[Chronique de Odile Tremblay] art taken hostage

Those who love art feel it held hostage. By triumphant populism, which lowers the general level by stupefying the public. By algorithms telling people their cultural choices. By social causes, noble or not, come to hijack its free bird flight. In short, he is disrespected. Because everything is connected, a deficient education system in need of benchmarks to raise the spirit of children, unrestrained social media that walks on flowers without thinking and the spirit of the times gone in fear.

In such a climate, censorship strikes easily without offering protective beacons to works shaken after the misdeeds of one of their craftsmen. The creations are the work of imperfect, and sometimes criminal, human beings. Let them pay for their actions, and quickly! Sanctioning the works seems more delicate…

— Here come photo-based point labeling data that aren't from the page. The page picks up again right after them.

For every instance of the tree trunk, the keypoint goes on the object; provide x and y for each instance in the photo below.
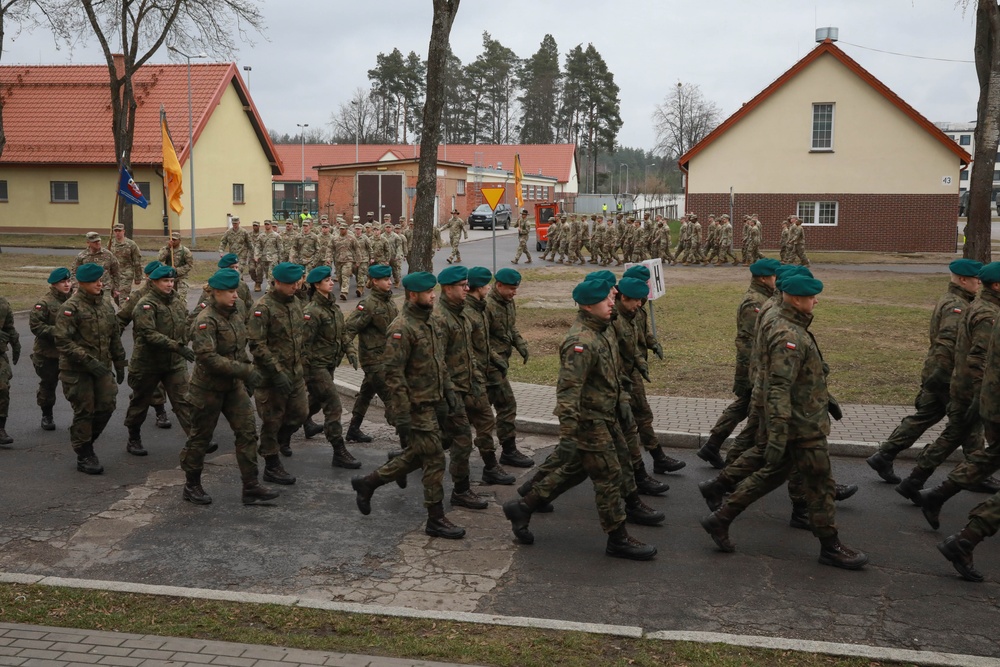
(421, 255)
(987, 51)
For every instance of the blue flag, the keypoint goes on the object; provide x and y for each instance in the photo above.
(128, 189)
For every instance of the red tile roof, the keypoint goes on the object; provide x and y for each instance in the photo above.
(827, 46)
(61, 114)
(555, 160)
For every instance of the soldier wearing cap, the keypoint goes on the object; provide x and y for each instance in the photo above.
(45, 356)
(95, 254)
(220, 382)
(129, 259)
(178, 256)
(159, 356)
(421, 392)
(91, 363)
(797, 423)
(935, 379)
(274, 331)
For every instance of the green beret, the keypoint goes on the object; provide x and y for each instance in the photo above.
(967, 268)
(163, 271)
(89, 273)
(479, 276)
(58, 275)
(289, 273)
(764, 267)
(225, 279)
(419, 281)
(453, 274)
(508, 277)
(989, 274)
(633, 288)
(801, 285)
(590, 292)
(379, 271)
(319, 274)
(640, 271)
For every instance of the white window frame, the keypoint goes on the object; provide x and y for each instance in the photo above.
(811, 219)
(812, 128)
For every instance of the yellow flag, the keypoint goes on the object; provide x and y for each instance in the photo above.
(518, 176)
(171, 169)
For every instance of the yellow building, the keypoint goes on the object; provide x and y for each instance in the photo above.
(58, 172)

Should we marry art and justice in this way? This strange couple, by dint of stepping on each other’s toes, will end up killing each other. The cultural community, without an umbrella in the storm, has not provided protective beacons when everything goes wrong. The fear of being accused of tacit complicity is causing the industry to panic. Hands press the red button to remove the source of evil, improvising hastily, without using the discernment that requires time for reflection. Many countries would be ripe for a cultural summit on these delicate issues in order to offer common solutions.

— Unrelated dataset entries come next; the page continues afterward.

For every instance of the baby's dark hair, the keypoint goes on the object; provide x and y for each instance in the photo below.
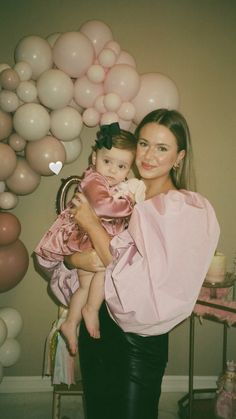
(112, 136)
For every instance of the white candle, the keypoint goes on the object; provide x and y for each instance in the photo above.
(217, 269)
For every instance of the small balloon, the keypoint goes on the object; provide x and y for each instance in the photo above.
(14, 262)
(10, 228)
(10, 352)
(37, 52)
(39, 154)
(72, 149)
(8, 161)
(13, 321)
(24, 180)
(8, 200)
(3, 331)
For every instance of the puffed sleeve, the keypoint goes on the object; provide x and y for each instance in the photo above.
(97, 191)
(160, 262)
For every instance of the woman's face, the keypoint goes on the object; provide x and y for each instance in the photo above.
(157, 151)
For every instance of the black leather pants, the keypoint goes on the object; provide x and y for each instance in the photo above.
(122, 372)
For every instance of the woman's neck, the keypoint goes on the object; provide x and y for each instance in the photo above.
(156, 186)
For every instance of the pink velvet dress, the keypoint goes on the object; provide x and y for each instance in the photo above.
(160, 262)
(65, 237)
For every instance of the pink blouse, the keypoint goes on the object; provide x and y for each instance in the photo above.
(160, 262)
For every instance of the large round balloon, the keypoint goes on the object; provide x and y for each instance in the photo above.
(13, 320)
(41, 153)
(24, 180)
(5, 125)
(98, 33)
(73, 53)
(123, 80)
(86, 92)
(9, 352)
(55, 89)
(8, 161)
(31, 121)
(35, 51)
(156, 91)
(14, 262)
(66, 123)
(10, 228)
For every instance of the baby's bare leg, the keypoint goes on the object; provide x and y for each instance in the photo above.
(91, 309)
(74, 315)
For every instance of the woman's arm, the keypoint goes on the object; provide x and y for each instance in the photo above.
(87, 219)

Who is in favor of child pornography? No one, apart from the sad lords who indulge in it. She is at the heart of the reception of the film Bodice from the Austrian
Marie Kreutzer set in 1877, present on our screens. This biopic woven with Empress Sissi’s fiction, award-winning at festivals, is a feminist work. Far from the marshmallow image left by Romy Schneider in the iconic films of Ernst Marischka of the 1950s, Vicky Krieps brilliantly portrays the beautiful lady condemned to play the potiches, who rebels at the court of Vienna. We may or may not find in this sumptuous historical production airs of deja vu, estimate that our time rubs off on his. Still, the film is in the hot seat for quite other reasons.

Florian Teichtmeister, who plays Emperor Francis-
Joseph, husband of Sissi, was charged with huge possession of child pornography. A serious crime. The actor will have to answer in court next February and would plead guilty, according to his lawyer. We applaud. But the whole film suffers.

Austria-based Cineplex pulled it from the bill. Public television ORF, co-financier of the work, will not present it on its airwaves. The director, who has nothing to do with it, tears her hair out, deploring that her feminist work is so dirty and damaged by the horrible actions of a single person. The shooting had started upstream of the first rumors about the morals of the interpreter. Then the actor denied everything.

Other people in the industry invite people to differentiate between a film and the conduct of one of its actors. In Vienna, the Professional Association of the Film Industry intends to maintain Bodice in the Oscar race to represent Austria in the Best Foreign Language Film section. It is already in a preselection of 15 titles. Without much chance of appearing in the peloton of the works in the running after these terrible turmoil.

In front of the actor (in the unsympathetic role), some will only see the pedophile. The storm is accentuated by the social media, which encourages the boycott of the film, not generalized for the moment. Fallback reflexes are human in the face of the horror of a crime, but there is a way to look beyond it.

Because ethical questions loom around the bend. Should artistic companies act as police investigators before hiring performers and technicians for their projects to ensure their good character? This would lead to serious violations of privacy, soon denounced by all. So here is the environment at the mercy of a possible black sheep, likely to throw a whole production on the ground. An ambitious work like Bodice will have employed 300 technicians and interpreters. Discouraging! Members of the profession tremble. Why do you want to change jobs?

Already works from the past, deemed not to conform to the standards of the day, are being erased from distribution circuits without taking their historical context into account. Contemporary projects are threatened together. Couldn’t our societies learn to make allowances? If only to offer tomorrow, under other waves, a real cultural legacy to future generations? They will need lights to decipher an already blurred planetary horizon before their eyes.